如果版本跟我一致，是tensorflow-gpu1.4.1，可以從這裡下載models專案：
連結: https://pan.baidu.com/s/1Afesy1s_5XaQ98eg4mY1RQ 密碼: b3g8

注意：下載下來後可以進行解壓，解壓出來的檔名應該叫models-master，官網一般使用的models表示models-master這個資料夾，解壓後的資料夾最好直接放在使用者目錄下，不要出現中文字元在路徑中，否則可能會報Cython的錯誤。比如我的models-master的絕對路徑為：/home/hadoop/tensorflow/models-master/ 其中hadoop是我ubuntu的使用者名稱。

2.安裝object_detection相關依賴庫

這裡是官方文件： https://github.com/tensorflow/models/tree/master/research/object_detection，裡面有相關說明，這裡簡單介紹一下，詳細說明可以去看官網的。

使用如下命令安裝依賴：

sudo apt-get install protobuf-compiler python-pil python-lxml python-tk
sudo pip install jupyter
sudo pip install matplotlib

或者使用：

sudo pip install pillow
sudo pip install lxml
sudo pip install jupyter
sudo pip install matplotlib

可能還需要安裝Cython，通過以下命令安裝：

sudo pip install Cython

如果想使用COCO的評估指標的話，可以進行下載配置。預設的評估指標是Pascal VOC。這裡直接貼一段原文吧：To use the COCO object detection metrics add metrics_set: “coco_detection_metrics” to the eval_config message in the config file. To use the COCO instance segmentation metrics add metrics_set: “coco_mask_metrics” to the eval_config message in the config file.

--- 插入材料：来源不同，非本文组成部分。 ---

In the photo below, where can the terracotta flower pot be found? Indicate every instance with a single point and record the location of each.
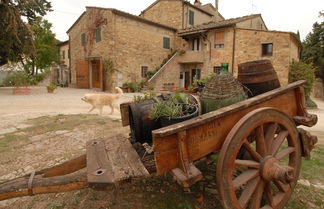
(50, 90)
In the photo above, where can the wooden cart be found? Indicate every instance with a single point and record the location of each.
(259, 148)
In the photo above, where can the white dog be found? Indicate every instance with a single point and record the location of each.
(100, 100)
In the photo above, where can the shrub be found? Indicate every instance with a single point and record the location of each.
(302, 71)
(52, 86)
(21, 78)
(17, 79)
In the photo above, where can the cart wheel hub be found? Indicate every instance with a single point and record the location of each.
(271, 170)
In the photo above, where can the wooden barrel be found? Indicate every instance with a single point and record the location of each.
(258, 76)
(141, 125)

git clone https://github.com/cocodataset/cocoapi.git
cd cocoapi/PythonAPI
make
cp -r pycocotools <path_to_tensorflow>/models/research/

Protobuf Compilation

#進入到下載的  /models-master/research/   目錄下，執行：
protoc object_detection/protos/*.proto --python_out=.

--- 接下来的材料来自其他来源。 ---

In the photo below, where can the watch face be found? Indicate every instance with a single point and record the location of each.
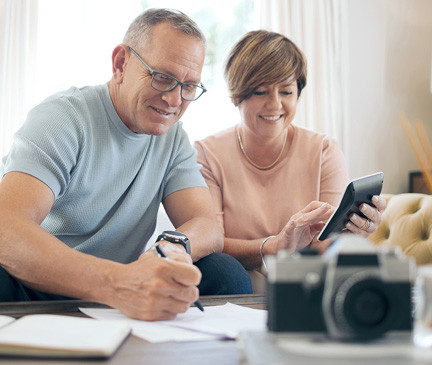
(175, 237)
(175, 234)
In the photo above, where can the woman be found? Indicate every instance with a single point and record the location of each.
(274, 183)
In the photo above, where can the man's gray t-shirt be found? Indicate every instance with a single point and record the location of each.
(108, 182)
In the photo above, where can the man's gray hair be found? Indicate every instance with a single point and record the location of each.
(139, 31)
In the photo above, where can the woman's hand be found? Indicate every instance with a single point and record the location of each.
(300, 229)
(366, 226)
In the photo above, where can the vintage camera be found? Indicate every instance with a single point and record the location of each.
(354, 291)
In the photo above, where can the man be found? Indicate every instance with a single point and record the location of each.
(83, 181)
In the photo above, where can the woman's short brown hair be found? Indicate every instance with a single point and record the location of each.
(260, 58)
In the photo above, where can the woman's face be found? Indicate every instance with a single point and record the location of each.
(270, 109)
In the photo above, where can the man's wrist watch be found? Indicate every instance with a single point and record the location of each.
(175, 237)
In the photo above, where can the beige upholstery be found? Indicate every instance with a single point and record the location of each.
(407, 222)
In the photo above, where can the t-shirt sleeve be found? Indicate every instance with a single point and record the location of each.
(46, 146)
(334, 172)
(214, 186)
(184, 171)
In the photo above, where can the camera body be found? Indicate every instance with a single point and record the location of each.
(354, 291)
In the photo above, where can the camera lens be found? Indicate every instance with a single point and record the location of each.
(369, 306)
(362, 307)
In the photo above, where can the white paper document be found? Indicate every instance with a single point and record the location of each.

Add Libraries to PYTHONPATH

# 還是在 /models-master/research/ 目錄下
export PYTHONPATH=$PYTHONPATH:`pwd`:`pwd`/slim

注意：這一步驟每次新開一個終端都要執行，如果嫌麻煩，可以將其新增到~/.bashrc中去，其中那個 ‘pwd’ 指的是 /models/research/ 所在目錄，可以用絕對路徑，例如:
export PYTHONPATH=$PYTHONPATH:/home/hadoop/tensorflow/models-master/research:/home/hadoop/tensorflow/models-master/research/slim

3.測試安裝

# 還是在 /models-master/research/ 目錄下
python object_detection/builders/model_builder_test.py

二、準備資料

官網有詳細的資料準備過程，提供了兩個資料集PASCAL VOC和Oxford-IIIT Pet的下載和轉換。
https://github.com/tensorflow/models/blob/master/research/object_detection/g3doc/preparing_inputs.md

說明:大體過程就是下載資料集後，然後將資料集轉換成TFRecord格式的檔案。

我這裡也提供一個轉換後的資料下載，包括PASCAL VOC和Oxford-IIIT Pet兩種：
連結: https://pan.baidu.com/s/1DbYTQo4TFd6xSJV8RDI-Ow 密碼: dun8

說明:其中.record檔案是訓練和驗證資料，.pbtxt檔案存的是各個類別對應的名字，.config檔案則是我測試過的網路相關配置。下載完成後可以解壓縮到 /models-master/資料夾下，這樣可以和我的目錄結構一樣。

二、準備預訓練的模型

官網提供了各個檢測方法的預訓練模型，下載地址為：
https://github.com/tensorflow/models/blob/master/research/object_detection/g3doc/detection_model_zoo.md

我這裡也提供一個預訓練模型下載地址：
連結: https://pan.baidu.com/s/1ldDYseIpE4qt6ooUWJoWsw 密碼: ruyx

說明:其中有faster_rcnn_resnet50_coco_2018_01_28，faster_rcnn_resnet101_coco_11_06_2017，ssd_inception_v2_coco_2017_11_17，ssd_mobilenet_v1_coco_2017_11_17這四個我測試過的預訓練模型。同上，下載完成後可以解壓縮到 /models-master/資料夾下，這樣可以和我的目錄結構一樣。

三、開始單機訓練

官網有單機版的訓練教程：
https://github.com/tensorflow/models/blob/master/research/object_detection/g3doc/running_locally.md

# 還是在 /models-master/research/ 目錄下
python object_detection/train.py \
    --logtostderr \
    --pipeline_config_path=${PATH_TO_YOUR_PIPELINE_CONFIG} \
    --train_dir=${PATH_TO_TRAIN_DIR}

說明：pipeline_config_path指定是所使用網路的配置檔案，train_dir指定模型訓練後的儲存位置。網路的配置檔案在 models-master/research/object_detection/samples/configs/ 資料夾下可以找到。如果直接從我之前百度雲的壓縮包下載的資料，data資料夾下已經存了幾個模型的配置。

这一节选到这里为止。